AES767 Awal Mula Pasar Ramadhan
Andy Sutioso
Wednesday March 5 2025, 1:51 PM
AES767 Awal Mula Pasar Ramadhan

Seingat saya gagasan tentang Pasar Ramadhan muncul di tahun 2010-an. Mudah-mudahan ingatan saya tidak salah. Yang saya ingat jelas adalah bahwa gagasan ini murni muncul dari rekan-rekan orangtua. Peristiwanya sendiri saya masih ingat, terjadi di depan kantor (bangunan lama - sebelum direnovasi), sepulang sekolah. Waktu itu @Pasco orangtua siswa angkatan ke 3 datang dan membawakan gagasan ini. 

Pasco bilang, nanti pelaksanannya semua sama orangtua aja. Jadi intinya, Pasco minta persetujuan dari sekolah terkait penyelenggaraan Pasar Ramadan itu. Tidak pikir panjang, bagi saya ini ide keren, brilian.
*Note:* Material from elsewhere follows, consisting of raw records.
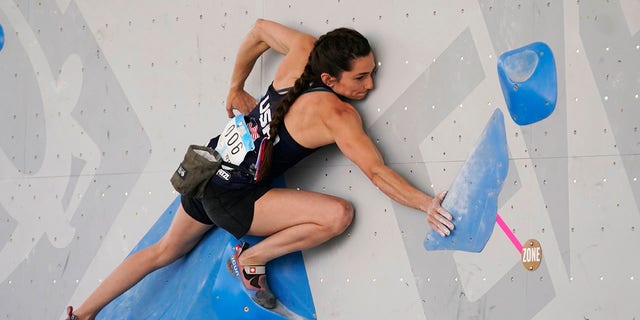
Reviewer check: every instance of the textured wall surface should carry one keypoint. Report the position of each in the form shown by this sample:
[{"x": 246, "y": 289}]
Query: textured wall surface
[{"x": 99, "y": 100}]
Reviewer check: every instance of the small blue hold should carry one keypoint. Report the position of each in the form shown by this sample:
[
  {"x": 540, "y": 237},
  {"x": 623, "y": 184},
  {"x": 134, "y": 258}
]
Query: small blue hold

Jadi segeralah rekan-rekan orangtua bergerak untuk melaksanakan berbagai persiapan. Pasar Ramadhan jadi sebuah kegiatan - tradisi tahunan Rumah Belajar Semi Palar yang kemudian jadi kegiatan yang melengkapi pembelajaran holistik yang berjalan sehari-hari. 
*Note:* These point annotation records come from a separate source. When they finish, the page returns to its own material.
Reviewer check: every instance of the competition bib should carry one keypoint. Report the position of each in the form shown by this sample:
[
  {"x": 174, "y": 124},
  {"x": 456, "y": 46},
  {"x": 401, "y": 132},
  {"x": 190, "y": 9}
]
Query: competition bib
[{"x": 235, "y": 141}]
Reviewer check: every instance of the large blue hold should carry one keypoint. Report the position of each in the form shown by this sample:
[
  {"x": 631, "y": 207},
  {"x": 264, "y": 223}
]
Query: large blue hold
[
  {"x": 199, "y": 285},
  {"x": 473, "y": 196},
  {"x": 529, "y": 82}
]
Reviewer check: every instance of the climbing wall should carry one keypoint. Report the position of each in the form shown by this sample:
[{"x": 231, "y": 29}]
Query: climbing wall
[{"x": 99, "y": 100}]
C360_20150620151031788.jpg

C360_20150620151227933.jpg

Pasar Ramadhan jadi ruang interaksi yang nyata bagi warga Semi Palar untuk menjalin koneksi dengan warga sekitar. Lebih jauh, ini jadi ruang interaksi lintas suku dan lintas agama karena warga Semi Palar yang beragam terlibat langsung mewujudkan sesuatu yang dalam konteks perayaan Hari Raya saudara-saudara kita umat Islam terutama di sekitar sekolah. Saya kira hal ini juga yang menjadikan Rumah Belajar Semi Palar mendapat tempat di antara warga sekitar sekolah, dan menghapuskan kesan bahwa warga Semi Palar enggan berinteraksi dengan warga sekitar. 

Di sisi lain, Semi Palar juga membuka kesempatan bagi warga sekitar sekolah untuk memanfaatkan sebagian area sekolah untuk kebutuhan mereka melaksanakan hajatan. Kita tahu bahwa setidaknya di kota Bandung sulit sekali menemukan ruang terbuka yang bisa dimanfaatkan untuk kebutuhan perayaan tertentu bagi masyarakat. Bahkan untuk upacara dan perayaan hari Kemerdekaan sekalipun. Perayaan, memang sesuatu yang semakin langka di dalam dinamika kemasyarakatan kota. Setidaknya dalam cara yang sederhana, Pasar Ramadhan membawakan sepercik kebahagiaan bagi mereka yang hadir. Saya sempat menulis tentang ini dalam tulisan saya berjudul Berbagi Bahagia - seusai Pasar Ramadhan tahun silam. 

Kalau dihitung sampai hari ini, mestinya ini jadi pelaksanaan Pasar Ramadhan yang ke 16 kalinya - karena ada satu-dua pelaksanaan Pasar Ramadhan yang hilang karena situasi pandemi.